- Written by: Brian McKenna
- Directed by: Brian McKenna
- Starring: Justin Trudeau Maxime Cournoyer Michael Rudder Arthur Holden
- Music by: Lance Neveu
- Country of origin: Canada
- Original languages: English French

Production
- Producers: Natalie Dubois Stephen Phizicky Janet Torge
- Editors: Michael Bulter Susan Shanks
- Running time: 240 minutes

Original release
- Release: April 2007

= The Great War (2007 film) =

The Great War is a CBC television film documenting Canadian participation in the First World War. The film stars writer-director and award-winning documentarian Brian McKenna, Michael Rudder, and future Canadian Prime Minister Justin Trudeau — who became the official Liberal candidate for the Papineau, Quebec in April 2007 — portraying his fifth cousin, twice removed, Major Talbot Papineau. The film aired in two parts on Canadian television during the 90th Anniversary of the Vimy Ridge battle, on April 8 and 9, 2007.
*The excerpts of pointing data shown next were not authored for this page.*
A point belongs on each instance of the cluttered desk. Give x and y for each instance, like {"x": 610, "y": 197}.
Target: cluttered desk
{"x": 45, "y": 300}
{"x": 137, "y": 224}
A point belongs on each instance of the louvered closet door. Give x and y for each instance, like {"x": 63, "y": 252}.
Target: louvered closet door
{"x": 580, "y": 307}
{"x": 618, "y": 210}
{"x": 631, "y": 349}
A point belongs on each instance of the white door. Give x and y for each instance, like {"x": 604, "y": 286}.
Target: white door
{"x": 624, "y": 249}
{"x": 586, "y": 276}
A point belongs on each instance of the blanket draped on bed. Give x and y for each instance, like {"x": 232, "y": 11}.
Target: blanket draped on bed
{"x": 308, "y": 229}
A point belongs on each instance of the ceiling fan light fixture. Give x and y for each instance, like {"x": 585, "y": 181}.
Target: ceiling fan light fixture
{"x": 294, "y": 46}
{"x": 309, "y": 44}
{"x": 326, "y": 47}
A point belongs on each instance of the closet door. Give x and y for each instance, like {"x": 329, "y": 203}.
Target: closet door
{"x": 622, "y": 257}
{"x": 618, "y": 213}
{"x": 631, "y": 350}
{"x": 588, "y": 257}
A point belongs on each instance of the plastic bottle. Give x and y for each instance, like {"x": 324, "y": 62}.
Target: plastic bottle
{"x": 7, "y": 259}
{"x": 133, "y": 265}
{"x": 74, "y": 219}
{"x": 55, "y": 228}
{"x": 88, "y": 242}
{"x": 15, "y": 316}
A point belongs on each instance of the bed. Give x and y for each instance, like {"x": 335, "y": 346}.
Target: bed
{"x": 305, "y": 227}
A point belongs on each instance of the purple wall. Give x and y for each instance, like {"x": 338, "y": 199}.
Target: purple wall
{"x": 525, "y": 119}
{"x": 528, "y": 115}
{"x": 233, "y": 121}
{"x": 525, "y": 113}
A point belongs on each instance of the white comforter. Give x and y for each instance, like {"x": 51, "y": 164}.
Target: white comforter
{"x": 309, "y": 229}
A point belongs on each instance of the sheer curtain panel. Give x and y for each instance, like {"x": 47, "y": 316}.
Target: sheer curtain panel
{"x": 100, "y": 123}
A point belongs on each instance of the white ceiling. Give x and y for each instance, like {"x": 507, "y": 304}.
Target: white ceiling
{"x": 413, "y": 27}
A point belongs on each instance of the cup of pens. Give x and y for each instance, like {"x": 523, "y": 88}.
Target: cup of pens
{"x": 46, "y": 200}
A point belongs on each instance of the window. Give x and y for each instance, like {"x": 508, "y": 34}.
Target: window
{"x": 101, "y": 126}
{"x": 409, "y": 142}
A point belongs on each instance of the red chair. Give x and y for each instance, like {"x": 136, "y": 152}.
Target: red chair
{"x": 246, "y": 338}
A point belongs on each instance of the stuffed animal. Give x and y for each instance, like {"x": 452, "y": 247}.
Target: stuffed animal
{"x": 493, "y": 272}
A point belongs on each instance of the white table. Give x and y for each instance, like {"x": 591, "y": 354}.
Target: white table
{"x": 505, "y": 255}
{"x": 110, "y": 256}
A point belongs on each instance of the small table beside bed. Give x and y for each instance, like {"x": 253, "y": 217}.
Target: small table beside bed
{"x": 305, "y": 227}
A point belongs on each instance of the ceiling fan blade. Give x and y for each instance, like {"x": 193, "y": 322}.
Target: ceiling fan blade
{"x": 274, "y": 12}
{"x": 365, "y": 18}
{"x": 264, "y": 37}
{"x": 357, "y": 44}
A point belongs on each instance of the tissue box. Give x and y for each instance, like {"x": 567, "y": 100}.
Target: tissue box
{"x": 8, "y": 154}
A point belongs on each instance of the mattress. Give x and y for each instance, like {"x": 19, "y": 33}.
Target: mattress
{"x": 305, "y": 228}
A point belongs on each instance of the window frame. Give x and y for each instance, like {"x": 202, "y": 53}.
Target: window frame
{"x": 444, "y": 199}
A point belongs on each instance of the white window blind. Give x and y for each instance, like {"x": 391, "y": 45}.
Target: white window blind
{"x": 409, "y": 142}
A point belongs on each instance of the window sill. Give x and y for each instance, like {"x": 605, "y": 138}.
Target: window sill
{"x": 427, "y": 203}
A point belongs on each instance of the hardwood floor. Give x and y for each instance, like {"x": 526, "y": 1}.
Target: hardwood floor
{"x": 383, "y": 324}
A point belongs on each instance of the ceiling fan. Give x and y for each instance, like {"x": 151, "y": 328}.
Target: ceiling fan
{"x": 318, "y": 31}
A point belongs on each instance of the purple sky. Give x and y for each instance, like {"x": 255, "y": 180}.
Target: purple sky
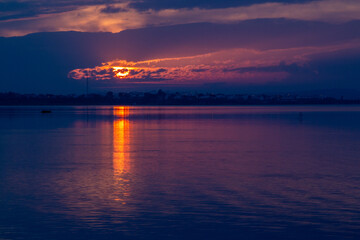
{"x": 223, "y": 46}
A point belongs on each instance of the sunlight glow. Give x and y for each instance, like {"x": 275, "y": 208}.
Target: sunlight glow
{"x": 121, "y": 156}
{"x": 121, "y": 72}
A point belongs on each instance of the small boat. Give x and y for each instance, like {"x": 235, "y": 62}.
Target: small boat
{"x": 45, "y": 111}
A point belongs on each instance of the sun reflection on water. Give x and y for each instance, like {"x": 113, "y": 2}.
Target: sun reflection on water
{"x": 121, "y": 152}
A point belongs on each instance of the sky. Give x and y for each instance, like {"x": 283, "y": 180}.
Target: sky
{"x": 180, "y": 45}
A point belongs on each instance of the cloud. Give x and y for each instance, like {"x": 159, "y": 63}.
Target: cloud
{"x": 112, "y": 9}
{"x": 233, "y": 66}
{"x": 94, "y": 18}
{"x": 256, "y": 52}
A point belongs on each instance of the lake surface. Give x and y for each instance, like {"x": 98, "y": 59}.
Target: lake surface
{"x": 180, "y": 172}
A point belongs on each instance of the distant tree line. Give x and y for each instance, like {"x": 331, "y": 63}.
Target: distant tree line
{"x": 162, "y": 98}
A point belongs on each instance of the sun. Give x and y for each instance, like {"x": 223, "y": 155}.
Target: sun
{"x": 121, "y": 72}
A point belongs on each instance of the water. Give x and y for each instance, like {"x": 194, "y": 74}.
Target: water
{"x": 180, "y": 172}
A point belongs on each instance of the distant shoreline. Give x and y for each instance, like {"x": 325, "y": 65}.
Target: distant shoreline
{"x": 161, "y": 98}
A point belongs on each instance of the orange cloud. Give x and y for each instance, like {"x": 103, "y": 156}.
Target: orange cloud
{"x": 244, "y": 65}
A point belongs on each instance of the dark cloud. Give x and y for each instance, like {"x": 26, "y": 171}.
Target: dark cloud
{"x": 199, "y": 70}
{"x": 40, "y": 62}
{"x": 176, "y": 4}
{"x": 291, "y": 68}
{"x": 20, "y": 9}
{"x": 111, "y": 9}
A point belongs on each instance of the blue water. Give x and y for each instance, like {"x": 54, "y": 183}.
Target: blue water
{"x": 180, "y": 172}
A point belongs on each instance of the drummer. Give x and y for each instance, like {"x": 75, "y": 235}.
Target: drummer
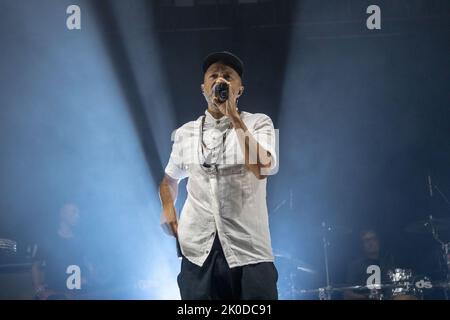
{"x": 357, "y": 271}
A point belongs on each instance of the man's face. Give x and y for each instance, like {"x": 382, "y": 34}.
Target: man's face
{"x": 218, "y": 72}
{"x": 371, "y": 244}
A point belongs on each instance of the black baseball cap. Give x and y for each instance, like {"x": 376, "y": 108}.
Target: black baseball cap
{"x": 227, "y": 58}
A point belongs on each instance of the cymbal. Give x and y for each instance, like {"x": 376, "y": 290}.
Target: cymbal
{"x": 425, "y": 226}
{"x": 297, "y": 263}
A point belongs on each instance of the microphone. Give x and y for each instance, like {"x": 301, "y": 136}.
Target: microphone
{"x": 430, "y": 186}
{"x": 221, "y": 91}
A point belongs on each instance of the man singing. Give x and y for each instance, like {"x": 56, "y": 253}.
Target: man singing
{"x": 223, "y": 231}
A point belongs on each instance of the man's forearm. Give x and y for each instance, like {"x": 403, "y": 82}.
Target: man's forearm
{"x": 255, "y": 156}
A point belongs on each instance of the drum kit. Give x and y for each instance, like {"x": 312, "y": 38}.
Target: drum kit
{"x": 402, "y": 284}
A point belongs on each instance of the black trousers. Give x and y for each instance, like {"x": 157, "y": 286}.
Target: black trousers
{"x": 215, "y": 280}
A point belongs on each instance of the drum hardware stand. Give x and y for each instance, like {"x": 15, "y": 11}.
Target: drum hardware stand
{"x": 325, "y": 293}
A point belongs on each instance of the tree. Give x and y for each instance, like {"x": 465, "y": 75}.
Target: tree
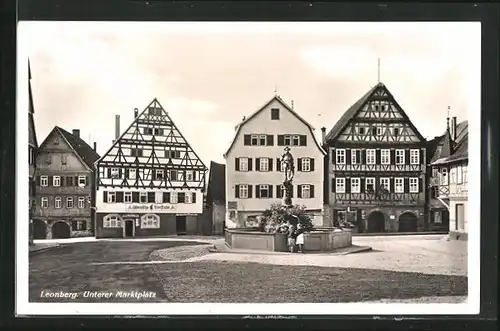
{"x": 277, "y": 214}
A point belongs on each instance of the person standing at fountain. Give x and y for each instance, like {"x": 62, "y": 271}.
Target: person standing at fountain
{"x": 291, "y": 237}
{"x": 300, "y": 238}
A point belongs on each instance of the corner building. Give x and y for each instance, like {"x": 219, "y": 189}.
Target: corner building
{"x": 150, "y": 182}
{"x": 376, "y": 167}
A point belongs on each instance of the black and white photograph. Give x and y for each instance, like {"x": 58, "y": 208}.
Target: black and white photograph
{"x": 248, "y": 168}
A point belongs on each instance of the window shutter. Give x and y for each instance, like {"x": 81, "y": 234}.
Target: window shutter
{"x": 303, "y": 140}
{"x": 270, "y": 140}
{"x": 281, "y": 140}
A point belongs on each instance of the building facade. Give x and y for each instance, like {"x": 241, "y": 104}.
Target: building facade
{"x": 150, "y": 182}
{"x": 216, "y": 198}
{"x": 64, "y": 186}
{"x": 376, "y": 167}
{"x": 450, "y": 180}
{"x": 32, "y": 150}
{"x": 254, "y": 174}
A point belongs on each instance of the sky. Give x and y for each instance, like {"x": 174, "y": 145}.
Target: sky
{"x": 208, "y": 75}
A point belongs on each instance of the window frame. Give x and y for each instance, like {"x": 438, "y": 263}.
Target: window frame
{"x": 340, "y": 185}
{"x": 370, "y": 157}
{"x": 44, "y": 179}
{"x": 340, "y": 154}
{"x": 56, "y": 179}
{"x": 355, "y": 188}
{"x": 415, "y": 184}
{"x": 401, "y": 156}
{"x": 414, "y": 156}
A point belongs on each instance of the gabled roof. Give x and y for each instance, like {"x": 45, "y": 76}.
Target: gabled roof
{"x": 216, "y": 190}
{"x": 459, "y": 149}
{"x": 155, "y": 101}
{"x": 87, "y": 155}
{"x": 283, "y": 103}
{"x": 352, "y": 111}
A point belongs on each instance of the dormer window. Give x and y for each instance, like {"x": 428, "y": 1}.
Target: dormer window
{"x": 275, "y": 114}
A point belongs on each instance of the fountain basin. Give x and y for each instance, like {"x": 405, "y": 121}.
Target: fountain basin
{"x": 322, "y": 240}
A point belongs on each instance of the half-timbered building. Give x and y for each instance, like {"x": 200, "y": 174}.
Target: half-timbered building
{"x": 32, "y": 150}
{"x": 449, "y": 183}
{"x": 376, "y": 162}
{"x": 150, "y": 182}
{"x": 254, "y": 173}
{"x": 64, "y": 186}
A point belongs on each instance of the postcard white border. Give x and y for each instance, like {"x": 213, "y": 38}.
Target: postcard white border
{"x": 24, "y": 307}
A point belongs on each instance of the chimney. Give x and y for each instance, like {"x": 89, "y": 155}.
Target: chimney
{"x": 117, "y": 127}
{"x": 454, "y": 128}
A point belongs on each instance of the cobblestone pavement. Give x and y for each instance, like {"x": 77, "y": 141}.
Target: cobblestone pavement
{"x": 424, "y": 254}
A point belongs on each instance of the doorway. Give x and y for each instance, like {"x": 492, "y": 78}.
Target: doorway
{"x": 376, "y": 222}
{"x": 61, "y": 230}
{"x": 129, "y": 228}
{"x": 459, "y": 217}
{"x": 180, "y": 224}
{"x": 407, "y": 222}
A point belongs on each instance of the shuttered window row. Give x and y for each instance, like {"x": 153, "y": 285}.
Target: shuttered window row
{"x": 377, "y": 156}
{"x": 244, "y": 164}
{"x": 376, "y": 185}
{"x": 148, "y": 197}
{"x": 268, "y": 191}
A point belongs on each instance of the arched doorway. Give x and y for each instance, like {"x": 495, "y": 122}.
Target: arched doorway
{"x": 39, "y": 229}
{"x": 60, "y": 230}
{"x": 407, "y": 222}
{"x": 376, "y": 222}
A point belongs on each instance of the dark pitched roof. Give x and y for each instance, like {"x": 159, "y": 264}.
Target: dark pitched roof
{"x": 283, "y": 103}
{"x": 216, "y": 191}
{"x": 357, "y": 106}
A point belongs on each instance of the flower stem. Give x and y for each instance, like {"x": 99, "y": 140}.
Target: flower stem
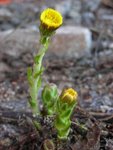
{"x": 34, "y": 76}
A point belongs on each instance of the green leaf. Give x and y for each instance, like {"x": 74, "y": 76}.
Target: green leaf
{"x": 39, "y": 82}
{"x": 29, "y": 76}
{"x": 39, "y": 73}
{"x": 37, "y": 58}
{"x": 32, "y": 103}
{"x": 29, "y": 72}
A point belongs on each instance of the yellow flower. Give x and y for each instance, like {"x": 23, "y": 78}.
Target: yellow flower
{"x": 69, "y": 96}
{"x": 51, "y": 19}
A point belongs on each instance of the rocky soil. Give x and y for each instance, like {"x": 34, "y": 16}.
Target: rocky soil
{"x": 90, "y": 74}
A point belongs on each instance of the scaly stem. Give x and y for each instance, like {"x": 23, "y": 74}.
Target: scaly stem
{"x": 34, "y": 76}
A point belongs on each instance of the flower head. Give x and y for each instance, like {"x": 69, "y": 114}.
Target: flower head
{"x": 69, "y": 96}
{"x": 51, "y": 19}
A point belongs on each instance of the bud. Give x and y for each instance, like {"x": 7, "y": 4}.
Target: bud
{"x": 65, "y": 105}
{"x": 49, "y": 97}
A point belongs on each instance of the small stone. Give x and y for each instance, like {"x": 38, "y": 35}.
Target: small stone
{"x": 4, "y": 67}
{"x": 69, "y": 41}
{"x": 108, "y": 3}
{"x": 5, "y": 14}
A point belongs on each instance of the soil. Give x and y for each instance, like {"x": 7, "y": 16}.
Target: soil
{"x": 92, "y": 120}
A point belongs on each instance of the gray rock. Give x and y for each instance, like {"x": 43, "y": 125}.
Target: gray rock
{"x": 5, "y": 14}
{"x": 69, "y": 41}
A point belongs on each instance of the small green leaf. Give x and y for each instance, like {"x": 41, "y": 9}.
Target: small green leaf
{"x": 39, "y": 73}
{"x": 37, "y": 58}
{"x": 32, "y": 103}
{"x": 29, "y": 72}
{"x": 39, "y": 82}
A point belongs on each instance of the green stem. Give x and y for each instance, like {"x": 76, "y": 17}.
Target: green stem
{"x": 36, "y": 76}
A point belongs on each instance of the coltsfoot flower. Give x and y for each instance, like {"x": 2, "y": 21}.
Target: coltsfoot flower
{"x": 65, "y": 105}
{"x": 51, "y": 19}
{"x": 69, "y": 96}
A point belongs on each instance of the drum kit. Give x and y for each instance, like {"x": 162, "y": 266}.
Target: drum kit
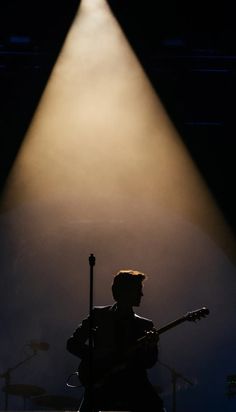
{"x": 40, "y": 399}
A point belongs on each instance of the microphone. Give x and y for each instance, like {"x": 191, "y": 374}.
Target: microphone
{"x": 34, "y": 345}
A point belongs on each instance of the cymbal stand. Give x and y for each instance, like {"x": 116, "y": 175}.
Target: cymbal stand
{"x": 7, "y": 375}
{"x": 174, "y": 376}
{"x": 90, "y": 386}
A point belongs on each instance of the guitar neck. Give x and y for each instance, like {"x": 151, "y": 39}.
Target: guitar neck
{"x": 172, "y": 324}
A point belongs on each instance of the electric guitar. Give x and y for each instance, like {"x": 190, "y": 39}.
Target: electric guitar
{"x": 106, "y": 367}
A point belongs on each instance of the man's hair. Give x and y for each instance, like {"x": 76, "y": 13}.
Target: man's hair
{"x": 124, "y": 280}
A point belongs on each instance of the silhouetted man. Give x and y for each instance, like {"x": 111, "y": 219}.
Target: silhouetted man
{"x": 120, "y": 359}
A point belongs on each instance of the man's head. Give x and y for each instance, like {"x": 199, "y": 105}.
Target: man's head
{"x": 127, "y": 287}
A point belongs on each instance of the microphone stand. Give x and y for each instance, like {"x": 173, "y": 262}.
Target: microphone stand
{"x": 90, "y": 385}
{"x": 174, "y": 376}
{"x": 7, "y": 376}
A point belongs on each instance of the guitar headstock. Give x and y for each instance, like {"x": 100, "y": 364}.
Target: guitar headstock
{"x": 197, "y": 314}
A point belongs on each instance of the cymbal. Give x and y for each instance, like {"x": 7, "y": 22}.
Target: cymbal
{"x": 26, "y": 391}
{"x": 57, "y": 402}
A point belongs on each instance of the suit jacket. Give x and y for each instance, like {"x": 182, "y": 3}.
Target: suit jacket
{"x": 113, "y": 335}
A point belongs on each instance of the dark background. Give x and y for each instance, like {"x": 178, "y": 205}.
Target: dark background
{"x": 187, "y": 50}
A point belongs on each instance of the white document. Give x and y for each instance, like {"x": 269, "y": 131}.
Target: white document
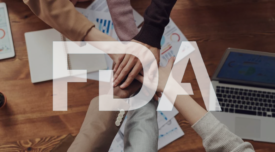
{"x": 117, "y": 144}
{"x": 40, "y": 55}
{"x": 101, "y": 6}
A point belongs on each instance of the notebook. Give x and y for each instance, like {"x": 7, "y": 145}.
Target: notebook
{"x": 40, "y": 54}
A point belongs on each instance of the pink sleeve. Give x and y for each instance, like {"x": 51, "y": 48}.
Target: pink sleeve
{"x": 123, "y": 19}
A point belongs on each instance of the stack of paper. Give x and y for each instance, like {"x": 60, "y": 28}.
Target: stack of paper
{"x": 169, "y": 129}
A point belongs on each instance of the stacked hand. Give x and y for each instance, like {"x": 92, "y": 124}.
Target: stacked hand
{"x": 128, "y": 67}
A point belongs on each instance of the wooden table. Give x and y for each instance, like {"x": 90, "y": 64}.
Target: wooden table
{"x": 28, "y": 122}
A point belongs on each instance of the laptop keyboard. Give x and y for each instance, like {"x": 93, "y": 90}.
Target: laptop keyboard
{"x": 245, "y": 101}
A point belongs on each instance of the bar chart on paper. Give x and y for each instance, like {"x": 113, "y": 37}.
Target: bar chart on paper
{"x": 106, "y": 26}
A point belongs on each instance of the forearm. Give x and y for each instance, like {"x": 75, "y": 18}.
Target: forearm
{"x": 156, "y": 17}
{"x": 217, "y": 138}
{"x": 186, "y": 105}
{"x": 61, "y": 15}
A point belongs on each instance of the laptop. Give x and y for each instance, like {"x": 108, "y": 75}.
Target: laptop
{"x": 245, "y": 86}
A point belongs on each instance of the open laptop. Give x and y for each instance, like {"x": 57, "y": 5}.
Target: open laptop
{"x": 244, "y": 84}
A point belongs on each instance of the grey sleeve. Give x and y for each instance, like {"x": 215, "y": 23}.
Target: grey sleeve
{"x": 217, "y": 138}
{"x": 141, "y": 130}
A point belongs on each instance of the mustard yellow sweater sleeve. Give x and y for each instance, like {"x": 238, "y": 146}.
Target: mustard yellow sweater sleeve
{"x": 61, "y": 15}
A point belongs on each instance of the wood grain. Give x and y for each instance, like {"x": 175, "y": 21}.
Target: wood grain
{"x": 28, "y": 122}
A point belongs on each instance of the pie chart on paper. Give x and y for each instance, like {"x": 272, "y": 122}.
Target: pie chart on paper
{"x": 2, "y": 33}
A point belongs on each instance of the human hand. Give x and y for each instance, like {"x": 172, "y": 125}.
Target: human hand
{"x": 164, "y": 73}
{"x": 75, "y": 1}
{"x": 131, "y": 66}
{"x": 127, "y": 92}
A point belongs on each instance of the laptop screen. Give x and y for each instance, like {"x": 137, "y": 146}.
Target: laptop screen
{"x": 248, "y": 68}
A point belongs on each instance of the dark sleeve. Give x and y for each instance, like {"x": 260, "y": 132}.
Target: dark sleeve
{"x": 156, "y": 18}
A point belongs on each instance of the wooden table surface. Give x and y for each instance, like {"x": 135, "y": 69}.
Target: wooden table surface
{"x": 28, "y": 122}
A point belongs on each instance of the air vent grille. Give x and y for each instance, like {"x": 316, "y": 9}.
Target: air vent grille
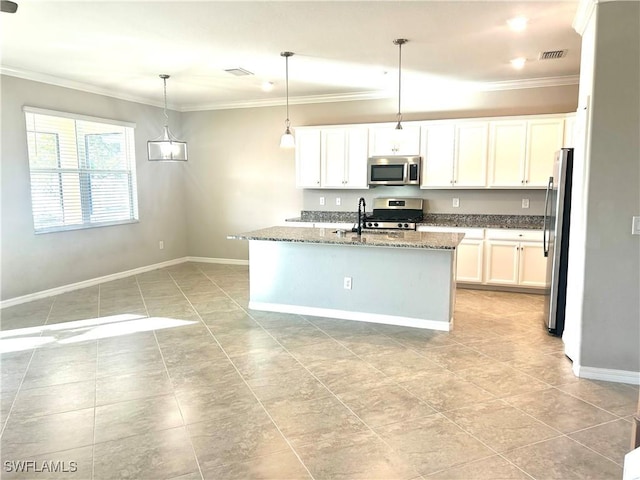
{"x": 552, "y": 54}
{"x": 239, "y": 72}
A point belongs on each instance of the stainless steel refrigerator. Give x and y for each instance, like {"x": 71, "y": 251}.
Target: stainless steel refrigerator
{"x": 557, "y": 215}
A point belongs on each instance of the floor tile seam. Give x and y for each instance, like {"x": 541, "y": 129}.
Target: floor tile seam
{"x": 318, "y": 380}
{"x": 589, "y": 403}
{"x": 246, "y": 384}
{"x": 24, "y": 375}
{"x": 180, "y": 409}
{"x": 557, "y": 434}
{"x": 471, "y": 462}
{"x": 619, "y": 463}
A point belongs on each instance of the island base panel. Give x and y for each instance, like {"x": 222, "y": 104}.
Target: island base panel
{"x": 398, "y": 286}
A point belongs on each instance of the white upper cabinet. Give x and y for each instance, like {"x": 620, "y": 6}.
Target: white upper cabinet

The CBC website included the following notice seeking people to participate in the making of the film:

Did your great-grandfather take Vimy Ridge? Did he play a part in the three-month battle at Passchendaele? Did he break through the German line at Amiens? For a landmark film to mark the 90th anniversary of the First World War, the CBC is recruiting 300 descendants of those who went to war between 1914 and 1918. The descendants will walk in the footsteps of their ancestors and take part in massive battle recreations.